1) Incidences physiques
Par ailleurs, la focalisation du regard de l’usager pour une longue durée sur le petit écran du Smartphone peut engendrer une fatigue visuelle qui s’accompagne parfois par une insomnie. En effet, la lumière émise par les écrans du Smartphone ou des tablettes tend à réduire le désir de sommeil. Selon une étude américaine effectuée par « OnlinePsychologyDegree.net», la mélatonine communément appelée hormone du sommeil est réduite de 22% par tranche de deux heures d’exposition aux lumières d’un écran. Rester exposer à ces dernières tard dans la soirée aura tendance non seulement à repousser l’échéance mais également à moins ressentir le besoin de sommeil.
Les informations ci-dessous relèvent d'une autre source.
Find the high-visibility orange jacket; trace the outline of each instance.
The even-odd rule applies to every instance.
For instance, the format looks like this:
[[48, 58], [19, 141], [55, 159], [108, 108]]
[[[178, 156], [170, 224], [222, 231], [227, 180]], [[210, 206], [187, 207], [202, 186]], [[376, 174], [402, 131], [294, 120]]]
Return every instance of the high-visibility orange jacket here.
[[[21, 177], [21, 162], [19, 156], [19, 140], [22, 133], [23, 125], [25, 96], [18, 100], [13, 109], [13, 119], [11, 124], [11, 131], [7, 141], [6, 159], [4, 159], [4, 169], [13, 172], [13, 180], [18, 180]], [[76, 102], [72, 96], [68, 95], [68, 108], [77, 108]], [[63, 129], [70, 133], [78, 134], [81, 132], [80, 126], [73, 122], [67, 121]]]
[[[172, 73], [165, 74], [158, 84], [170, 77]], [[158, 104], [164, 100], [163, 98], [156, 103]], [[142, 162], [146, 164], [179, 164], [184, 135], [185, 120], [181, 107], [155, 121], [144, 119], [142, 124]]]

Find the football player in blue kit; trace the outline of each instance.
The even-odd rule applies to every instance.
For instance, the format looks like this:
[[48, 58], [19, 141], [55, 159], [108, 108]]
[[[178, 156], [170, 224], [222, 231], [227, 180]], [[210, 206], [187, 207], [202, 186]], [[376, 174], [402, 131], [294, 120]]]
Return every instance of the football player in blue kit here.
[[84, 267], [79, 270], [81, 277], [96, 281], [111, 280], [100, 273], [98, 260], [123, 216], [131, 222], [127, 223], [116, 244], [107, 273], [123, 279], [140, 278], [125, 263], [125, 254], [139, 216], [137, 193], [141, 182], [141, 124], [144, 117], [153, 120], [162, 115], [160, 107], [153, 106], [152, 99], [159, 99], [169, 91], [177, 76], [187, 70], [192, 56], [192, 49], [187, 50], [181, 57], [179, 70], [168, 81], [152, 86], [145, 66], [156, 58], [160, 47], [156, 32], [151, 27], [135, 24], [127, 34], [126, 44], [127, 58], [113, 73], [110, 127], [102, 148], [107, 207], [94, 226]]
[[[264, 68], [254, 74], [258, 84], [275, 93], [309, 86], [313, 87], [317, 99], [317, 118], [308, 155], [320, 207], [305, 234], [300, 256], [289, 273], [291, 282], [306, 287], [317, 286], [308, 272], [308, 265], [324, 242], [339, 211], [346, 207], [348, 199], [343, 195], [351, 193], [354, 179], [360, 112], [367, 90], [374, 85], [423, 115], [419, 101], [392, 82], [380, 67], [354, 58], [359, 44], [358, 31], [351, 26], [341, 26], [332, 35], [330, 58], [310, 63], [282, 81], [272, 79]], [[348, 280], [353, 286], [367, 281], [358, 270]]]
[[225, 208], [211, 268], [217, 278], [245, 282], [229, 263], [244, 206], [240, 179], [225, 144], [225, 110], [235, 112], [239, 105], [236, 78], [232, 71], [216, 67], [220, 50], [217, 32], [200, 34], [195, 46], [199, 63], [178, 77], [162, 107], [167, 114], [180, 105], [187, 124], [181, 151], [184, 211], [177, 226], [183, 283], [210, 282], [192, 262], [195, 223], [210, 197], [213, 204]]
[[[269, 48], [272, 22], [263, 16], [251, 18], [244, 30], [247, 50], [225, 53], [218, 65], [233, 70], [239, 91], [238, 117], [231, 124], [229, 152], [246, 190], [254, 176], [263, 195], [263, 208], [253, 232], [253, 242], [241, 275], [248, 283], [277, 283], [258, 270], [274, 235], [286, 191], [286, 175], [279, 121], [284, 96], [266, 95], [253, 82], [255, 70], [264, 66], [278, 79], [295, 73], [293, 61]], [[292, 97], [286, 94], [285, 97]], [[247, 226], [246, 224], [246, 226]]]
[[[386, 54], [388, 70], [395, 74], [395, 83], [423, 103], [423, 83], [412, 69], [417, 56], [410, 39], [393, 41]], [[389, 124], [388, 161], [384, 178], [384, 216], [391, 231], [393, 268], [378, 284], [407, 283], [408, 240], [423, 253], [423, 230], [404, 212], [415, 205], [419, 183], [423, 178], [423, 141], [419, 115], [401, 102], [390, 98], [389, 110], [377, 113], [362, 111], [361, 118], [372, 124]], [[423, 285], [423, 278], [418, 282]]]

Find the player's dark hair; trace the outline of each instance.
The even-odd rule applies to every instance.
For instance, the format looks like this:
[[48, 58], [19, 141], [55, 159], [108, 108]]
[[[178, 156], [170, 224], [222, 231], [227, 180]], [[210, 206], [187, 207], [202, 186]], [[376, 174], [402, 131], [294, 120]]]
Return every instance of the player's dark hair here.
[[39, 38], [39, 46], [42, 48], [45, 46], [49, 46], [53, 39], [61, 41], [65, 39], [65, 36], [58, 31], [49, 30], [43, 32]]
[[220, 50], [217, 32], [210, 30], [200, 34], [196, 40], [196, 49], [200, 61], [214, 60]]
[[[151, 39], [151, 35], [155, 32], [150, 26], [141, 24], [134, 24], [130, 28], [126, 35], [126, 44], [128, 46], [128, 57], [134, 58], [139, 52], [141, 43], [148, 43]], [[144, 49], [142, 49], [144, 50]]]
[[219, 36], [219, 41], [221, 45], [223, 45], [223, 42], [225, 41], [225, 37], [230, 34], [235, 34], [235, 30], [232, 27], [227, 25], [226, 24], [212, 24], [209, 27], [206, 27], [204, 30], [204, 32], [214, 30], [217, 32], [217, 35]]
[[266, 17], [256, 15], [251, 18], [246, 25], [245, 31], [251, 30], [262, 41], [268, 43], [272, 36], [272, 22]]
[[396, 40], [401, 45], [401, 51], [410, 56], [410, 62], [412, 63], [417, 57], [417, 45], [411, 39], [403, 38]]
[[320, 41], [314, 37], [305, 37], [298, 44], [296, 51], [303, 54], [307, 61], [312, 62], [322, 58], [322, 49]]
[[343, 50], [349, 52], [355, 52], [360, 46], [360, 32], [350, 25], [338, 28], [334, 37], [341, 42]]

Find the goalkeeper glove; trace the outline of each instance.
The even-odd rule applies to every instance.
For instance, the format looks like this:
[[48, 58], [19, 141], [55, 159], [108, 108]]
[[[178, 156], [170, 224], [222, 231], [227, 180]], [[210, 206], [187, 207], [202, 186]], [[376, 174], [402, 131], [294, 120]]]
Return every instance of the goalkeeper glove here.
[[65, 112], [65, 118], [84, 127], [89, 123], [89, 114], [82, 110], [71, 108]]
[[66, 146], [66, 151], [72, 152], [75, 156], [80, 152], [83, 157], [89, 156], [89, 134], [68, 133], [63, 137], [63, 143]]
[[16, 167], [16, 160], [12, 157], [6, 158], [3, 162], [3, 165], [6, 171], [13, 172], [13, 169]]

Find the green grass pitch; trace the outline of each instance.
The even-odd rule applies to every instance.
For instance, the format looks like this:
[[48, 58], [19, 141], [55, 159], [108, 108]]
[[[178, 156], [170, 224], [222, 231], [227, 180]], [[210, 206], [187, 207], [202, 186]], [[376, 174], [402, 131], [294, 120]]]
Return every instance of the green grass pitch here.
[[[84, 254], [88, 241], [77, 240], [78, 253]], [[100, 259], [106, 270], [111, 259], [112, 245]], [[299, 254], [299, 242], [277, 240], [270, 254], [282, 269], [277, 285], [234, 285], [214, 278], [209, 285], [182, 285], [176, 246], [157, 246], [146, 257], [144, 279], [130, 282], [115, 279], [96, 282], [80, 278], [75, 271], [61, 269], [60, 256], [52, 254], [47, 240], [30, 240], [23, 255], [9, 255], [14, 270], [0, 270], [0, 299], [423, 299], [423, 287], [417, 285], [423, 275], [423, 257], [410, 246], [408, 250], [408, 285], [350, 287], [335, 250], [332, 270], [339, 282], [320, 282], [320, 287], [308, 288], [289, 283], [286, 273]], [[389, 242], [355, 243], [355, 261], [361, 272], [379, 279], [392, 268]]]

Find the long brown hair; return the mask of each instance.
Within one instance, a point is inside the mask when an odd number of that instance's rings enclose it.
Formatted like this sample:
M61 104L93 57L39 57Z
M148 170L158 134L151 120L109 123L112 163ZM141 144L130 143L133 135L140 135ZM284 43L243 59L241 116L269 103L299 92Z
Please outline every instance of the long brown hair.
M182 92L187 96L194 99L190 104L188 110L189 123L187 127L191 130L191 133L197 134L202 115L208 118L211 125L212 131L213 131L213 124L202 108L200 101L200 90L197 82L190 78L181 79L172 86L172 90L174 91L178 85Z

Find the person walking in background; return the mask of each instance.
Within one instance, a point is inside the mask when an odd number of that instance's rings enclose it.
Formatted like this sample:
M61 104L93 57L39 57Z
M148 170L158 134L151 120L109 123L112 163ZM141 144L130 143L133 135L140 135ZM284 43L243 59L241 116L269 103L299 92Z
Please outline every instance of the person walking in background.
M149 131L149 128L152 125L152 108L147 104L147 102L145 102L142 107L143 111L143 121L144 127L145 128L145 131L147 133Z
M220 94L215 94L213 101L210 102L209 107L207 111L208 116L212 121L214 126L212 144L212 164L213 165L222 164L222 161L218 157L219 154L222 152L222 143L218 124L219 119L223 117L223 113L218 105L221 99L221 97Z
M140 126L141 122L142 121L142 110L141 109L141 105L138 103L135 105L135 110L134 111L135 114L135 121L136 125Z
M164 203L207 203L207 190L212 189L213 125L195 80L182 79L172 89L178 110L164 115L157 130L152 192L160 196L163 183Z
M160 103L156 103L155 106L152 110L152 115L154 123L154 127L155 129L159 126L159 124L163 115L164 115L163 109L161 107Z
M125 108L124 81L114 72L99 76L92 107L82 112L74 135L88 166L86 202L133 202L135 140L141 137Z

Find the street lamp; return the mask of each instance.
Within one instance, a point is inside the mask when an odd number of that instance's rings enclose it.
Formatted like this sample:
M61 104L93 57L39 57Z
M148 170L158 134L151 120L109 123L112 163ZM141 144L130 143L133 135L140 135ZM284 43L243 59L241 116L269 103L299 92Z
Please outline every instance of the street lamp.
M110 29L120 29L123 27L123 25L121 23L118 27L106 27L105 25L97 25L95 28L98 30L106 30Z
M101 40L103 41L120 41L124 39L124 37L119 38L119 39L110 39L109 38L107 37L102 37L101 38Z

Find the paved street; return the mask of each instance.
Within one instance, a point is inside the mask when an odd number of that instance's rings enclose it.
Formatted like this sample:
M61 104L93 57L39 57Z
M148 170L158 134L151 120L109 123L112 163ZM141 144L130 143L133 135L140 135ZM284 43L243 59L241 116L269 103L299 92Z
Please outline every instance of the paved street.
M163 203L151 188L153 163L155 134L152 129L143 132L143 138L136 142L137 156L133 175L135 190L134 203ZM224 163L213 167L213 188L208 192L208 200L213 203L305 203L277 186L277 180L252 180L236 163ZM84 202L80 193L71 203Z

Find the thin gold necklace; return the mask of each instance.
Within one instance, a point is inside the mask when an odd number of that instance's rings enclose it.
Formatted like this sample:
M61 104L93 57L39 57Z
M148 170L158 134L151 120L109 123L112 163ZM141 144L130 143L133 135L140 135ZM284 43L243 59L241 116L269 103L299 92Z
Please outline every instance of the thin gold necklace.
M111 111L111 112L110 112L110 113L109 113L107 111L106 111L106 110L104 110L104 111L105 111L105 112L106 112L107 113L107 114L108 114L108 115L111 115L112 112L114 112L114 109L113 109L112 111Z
Ce qui engendre, le lendemain dès le réveil, une sensation de fatigue et la perturbation du rendement de l’individu ainsi que sa capacité à se concentrer à la fois sur soi-même et sur les devoirs, la lecture d’un texte proposé à l’examen.
2) Incidences psychiques
Depuis l’avènement de la téléphonie mobile, des études scientifiques ont révélé que l’usage de ce dispositif n’est pas anodin pour la santé de ceux qui l’utilisent ainsi que ceux qui sont exposés en permanence aux ondes qu’il reçoit et qu’il émet. Avec l’émergence des Smartphones, ce problème n’a pas été résolu mais bien au contraire, l’usage du dispositif innovant pendant des durées de temps de plus en plus longues (étant donné qu’il offre plusieurs services et fonctionnalités) a augmenté considérablement le risque de la lésion de l’ADN cellulaire en raison de l’exposition du cerveau de l’usager aux radiations. Malencontreusement, ce genre de lésion peut provoquer des tumeurs cancéreuses qui peuvent être fatales pour l’être humain.
Les usages excessifs se développent considérablement pendant l’adolescence et pour la majorité des utilisateurs, ils constituent un état transitoire qui passe avec le temps. Pour d’autres, cette phase peut se prolonger sur une durée de temps bien longue et peut aussi devenir problématique dans le sens où elle marque l’état psychique de l’individu, influence le cours de sa vie et la construction de sa personnalité.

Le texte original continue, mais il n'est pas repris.